L’autre jour, dans le hall d’un cinéma niçois du centre ville, je suis tombé sur une affiche qui m’a fait beaucoup de peine. C’est une affiche qui nous annonce, de façon apocalyptique, que le piratage va tuer le cinéma. Il y a, en ce moment, une certaine focalisation sur le piratage, que ce soit en musique comme en cinéma avec poursuites et procès à la clef. On nous annonce donc que l’échange de fichiers, via les réseaux P2P sur Internet, va tuer le cinéma, la musique et la sauce béarnaise.
Je trouve que cela relève d’un certain culot. Pourquoi ? Parce que, pour se limiter au cinéma, je ne me souviens pas avoir vu des affiches similaires pour dénoncer les atteintes au statut des intermittents du spectacle, autrement plus graves en ce qui concerne la création. Parce que je ne me souviens pas avoir vu d’affiches dénoncer le désengagement de Canal+ dans le financement du cinéma. Parce que je ne me souviens de rien pour alerter le public du danger des multiplexes, ces hypermarchés du film. Parce que rien sur la défense de l’exception culturelle.
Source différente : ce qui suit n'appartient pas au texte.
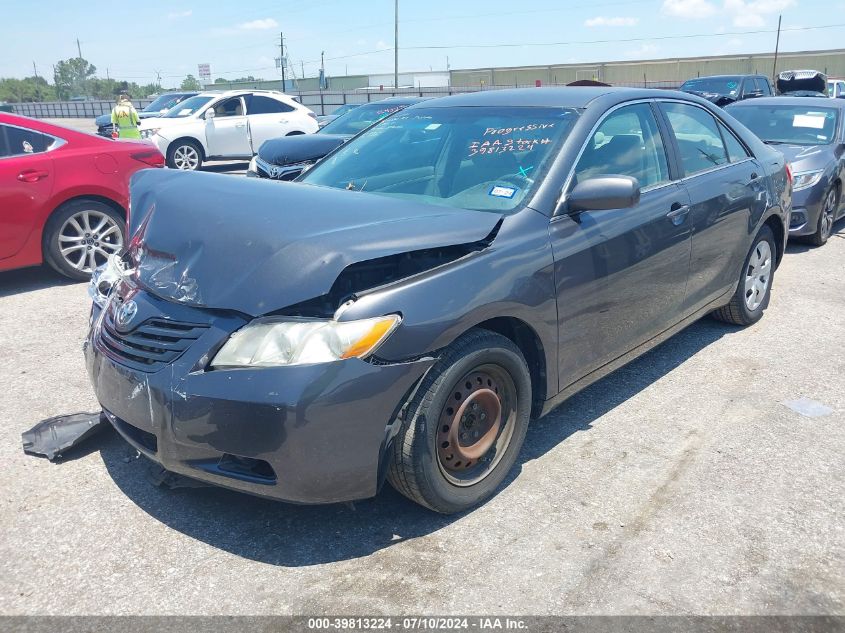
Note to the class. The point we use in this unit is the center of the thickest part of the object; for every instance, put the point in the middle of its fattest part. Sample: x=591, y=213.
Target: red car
x=64, y=195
C’est culotté et hypocrite, insultant pour les spectateurs et assez malvenu. Pourquoi ? Parce que, en ce début d’année, on nous annonce une année cinéma exceptionnelle. La meilleure depuis 1987 ! Parce que les ventes de DVD explosent et, comme le fait remarquer Antoine de Baecque sur son « chat » de Libération, les DVD donnent envie aux spectateurs de retrouver le chemin des salles. Etonnant non ? Parce qu’il ne faut pas oublier, même si les films qui fonctionnent le mieux sont des films commerciaux, que le système d’aide français fait qu’automatiquement, les entrées en salle induiront une augmentation des aides aux films français, quelqu’ils soient.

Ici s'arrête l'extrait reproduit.